When we close R, we lose everything we did – the variables and functions we defined are lost. In order to keep our work, we need to use files. There are two types of files we are going to use:

1 Source code

In RStudio, we manipulate source code in the code panel, located at the upper-left part of the screen.

In this panel, we can have multiple files open at the same time. For example, in this image we have a file Untitled1. The red color means this file is temporary and we need to save it somewhere. The asterisk * means that there were changes since the last time the file was changed.

To run the code, you need to select the code you want to execute (such as 7+9 above), and press the Run button. The result can be seen in the console, in the lower-left panel.

Files can be open from the “File -> Open File…” menu, or by pressing CTRL-O. Files can be saved by pressing the disquette icon, or by pressing CTRL-S.

1.1 Working with multiple files

When doing long manipulations, it is convenient to decompose your work in multiple files. In order to do so, first create a folder with your name in the desktop. After, on the lower-right panel, go to your folder (in the image below, it is named r-tests), go to the More menu, and click in Set As Working Directory.

We are going to create two files. The first one will be named code1.R, and the second one code2.R. In code2.R, define the following function sayHello:

sayHello <- function(name){
  return(paste("Hello", name))
}

In code1.R, we can use this function by sourcing code2.R:

# Import the file. This defines the function `sayHello`.
source("code2.R")

# Define a variable `x`
x <- 5

# Depending on the value of `x`, do something different.
if (x > 10) {
  sayHello("Big Number")
} else {
  sayHello("Small Number")
}

To execute this file, select the block of code, and press Run. Change the value of x, and run it again, to see how the code works.

2 Working with data files

Open Excel, and create a file as follows, with first name, family name and age. You may use different data.

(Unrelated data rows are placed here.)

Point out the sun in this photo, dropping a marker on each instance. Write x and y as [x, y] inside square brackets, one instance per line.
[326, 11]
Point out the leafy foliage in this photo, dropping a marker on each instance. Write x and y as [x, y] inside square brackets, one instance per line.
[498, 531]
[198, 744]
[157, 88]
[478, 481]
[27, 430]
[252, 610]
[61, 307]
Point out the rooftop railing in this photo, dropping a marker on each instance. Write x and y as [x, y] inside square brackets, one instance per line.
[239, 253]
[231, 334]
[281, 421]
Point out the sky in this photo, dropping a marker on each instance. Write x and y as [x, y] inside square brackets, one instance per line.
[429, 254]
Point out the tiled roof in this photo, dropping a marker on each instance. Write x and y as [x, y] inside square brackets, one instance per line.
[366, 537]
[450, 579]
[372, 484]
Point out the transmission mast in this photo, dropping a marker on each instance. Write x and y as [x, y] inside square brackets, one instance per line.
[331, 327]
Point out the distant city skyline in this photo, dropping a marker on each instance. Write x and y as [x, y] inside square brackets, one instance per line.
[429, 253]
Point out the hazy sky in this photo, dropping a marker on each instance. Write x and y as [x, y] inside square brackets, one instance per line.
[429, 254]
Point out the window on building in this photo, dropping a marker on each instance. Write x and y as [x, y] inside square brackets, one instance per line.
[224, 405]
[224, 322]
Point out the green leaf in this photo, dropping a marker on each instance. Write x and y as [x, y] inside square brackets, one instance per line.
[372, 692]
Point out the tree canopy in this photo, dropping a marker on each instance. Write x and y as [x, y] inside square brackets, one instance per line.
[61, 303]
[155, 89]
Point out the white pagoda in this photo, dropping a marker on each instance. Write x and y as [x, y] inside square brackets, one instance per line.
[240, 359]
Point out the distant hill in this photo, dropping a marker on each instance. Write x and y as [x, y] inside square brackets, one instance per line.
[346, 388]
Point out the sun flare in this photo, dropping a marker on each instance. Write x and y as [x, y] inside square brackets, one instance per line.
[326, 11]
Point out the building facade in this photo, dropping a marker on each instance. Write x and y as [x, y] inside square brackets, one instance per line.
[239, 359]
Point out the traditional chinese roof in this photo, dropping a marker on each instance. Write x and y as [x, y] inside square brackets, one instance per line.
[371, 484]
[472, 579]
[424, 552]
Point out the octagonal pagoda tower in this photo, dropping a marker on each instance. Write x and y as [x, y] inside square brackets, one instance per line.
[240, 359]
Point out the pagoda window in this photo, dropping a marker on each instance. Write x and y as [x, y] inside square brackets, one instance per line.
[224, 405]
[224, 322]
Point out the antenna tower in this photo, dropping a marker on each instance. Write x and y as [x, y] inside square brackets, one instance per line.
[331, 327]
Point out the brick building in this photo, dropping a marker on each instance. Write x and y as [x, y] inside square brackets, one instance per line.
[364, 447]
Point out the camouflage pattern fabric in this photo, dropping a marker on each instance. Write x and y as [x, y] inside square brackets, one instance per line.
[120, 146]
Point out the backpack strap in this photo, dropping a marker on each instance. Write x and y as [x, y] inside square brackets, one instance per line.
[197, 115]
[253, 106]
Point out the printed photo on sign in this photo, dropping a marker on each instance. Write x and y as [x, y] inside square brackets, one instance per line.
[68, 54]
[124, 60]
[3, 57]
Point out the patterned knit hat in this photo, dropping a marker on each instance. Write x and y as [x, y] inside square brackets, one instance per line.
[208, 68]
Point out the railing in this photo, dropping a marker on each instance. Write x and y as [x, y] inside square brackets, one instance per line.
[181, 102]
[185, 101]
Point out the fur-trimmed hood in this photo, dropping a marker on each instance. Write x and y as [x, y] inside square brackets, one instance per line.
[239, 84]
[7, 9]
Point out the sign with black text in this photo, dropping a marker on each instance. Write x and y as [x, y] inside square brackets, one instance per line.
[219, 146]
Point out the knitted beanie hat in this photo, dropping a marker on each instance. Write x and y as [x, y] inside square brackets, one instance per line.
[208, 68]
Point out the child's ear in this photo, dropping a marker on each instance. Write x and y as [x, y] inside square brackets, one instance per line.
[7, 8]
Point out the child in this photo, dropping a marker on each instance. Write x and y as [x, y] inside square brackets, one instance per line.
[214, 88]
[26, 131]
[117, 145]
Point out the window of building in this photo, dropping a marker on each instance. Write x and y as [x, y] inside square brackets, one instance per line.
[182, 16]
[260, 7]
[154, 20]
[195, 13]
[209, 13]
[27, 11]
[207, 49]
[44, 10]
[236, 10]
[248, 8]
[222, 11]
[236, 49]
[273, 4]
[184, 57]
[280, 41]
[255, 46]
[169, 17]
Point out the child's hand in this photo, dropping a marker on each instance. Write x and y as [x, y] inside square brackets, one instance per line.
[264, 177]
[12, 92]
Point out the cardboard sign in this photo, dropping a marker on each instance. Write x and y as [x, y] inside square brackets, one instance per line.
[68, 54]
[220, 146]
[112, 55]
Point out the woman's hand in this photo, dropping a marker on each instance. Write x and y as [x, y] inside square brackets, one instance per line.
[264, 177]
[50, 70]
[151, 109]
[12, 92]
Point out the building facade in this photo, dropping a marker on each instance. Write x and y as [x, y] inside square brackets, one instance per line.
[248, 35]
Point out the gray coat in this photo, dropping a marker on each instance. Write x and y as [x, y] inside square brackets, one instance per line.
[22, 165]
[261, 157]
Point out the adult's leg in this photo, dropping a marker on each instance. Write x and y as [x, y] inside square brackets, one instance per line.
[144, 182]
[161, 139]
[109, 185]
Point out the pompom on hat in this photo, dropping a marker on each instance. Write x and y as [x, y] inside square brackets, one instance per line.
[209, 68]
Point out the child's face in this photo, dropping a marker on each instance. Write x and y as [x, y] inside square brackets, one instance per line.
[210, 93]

Save it as a .csv file, named data. We can load this file in R and save it in the variable myData:

myData <- read.csv("data.csv")

The resulting data will be a Data Frame:

> myData
     First    Last Age
1     Juan  Simoes  33
2     Luna    Diaz  28
3  Rogerio   Pinto  60
4 Mercedes Jimenez  61

It has rows and columns. You can refer to rows by numbers, and to columns by either number or name:

myData # See the table
myData["First"] # See all the first names
myData[1] # See all the first names, but referring to the order
myData[1,] # See the data of the first person
myData$Age # See all ages, but as a vector

2.1 Working with data frames

With this variable available, we can analyze the data. For example, what is the highest age in our data set?

> max(myData$Age)
[1] 61

But who’s this person? We can ask this using:

> which.max(myData$Age) # Get the index of the maximum value
[1] 4
> oldest <- which.max(myData$Age) # Store it in a variable
> myData[oldest,] # Get the corresponding row
     First    Last Age
4 Mercedes Jimenez  61

And now we know the oldest person in the data set!

2.2 Plots

Plotting data in R is very simple. Let’s start by preparing some data:

# A function that squares a number.
square <- function(a) {
  return(a*a)
}

# The X values for the graph.
x <- seq(from=-1,to=1,by=0.1)

# The Y values for the graph.
# The square of each number in x.
y <- sapply(x,square)

# Create the graph.
plot(x,y)

On the lower-right panel, you should see the graph:

Using the Export button, you can save this image as a file.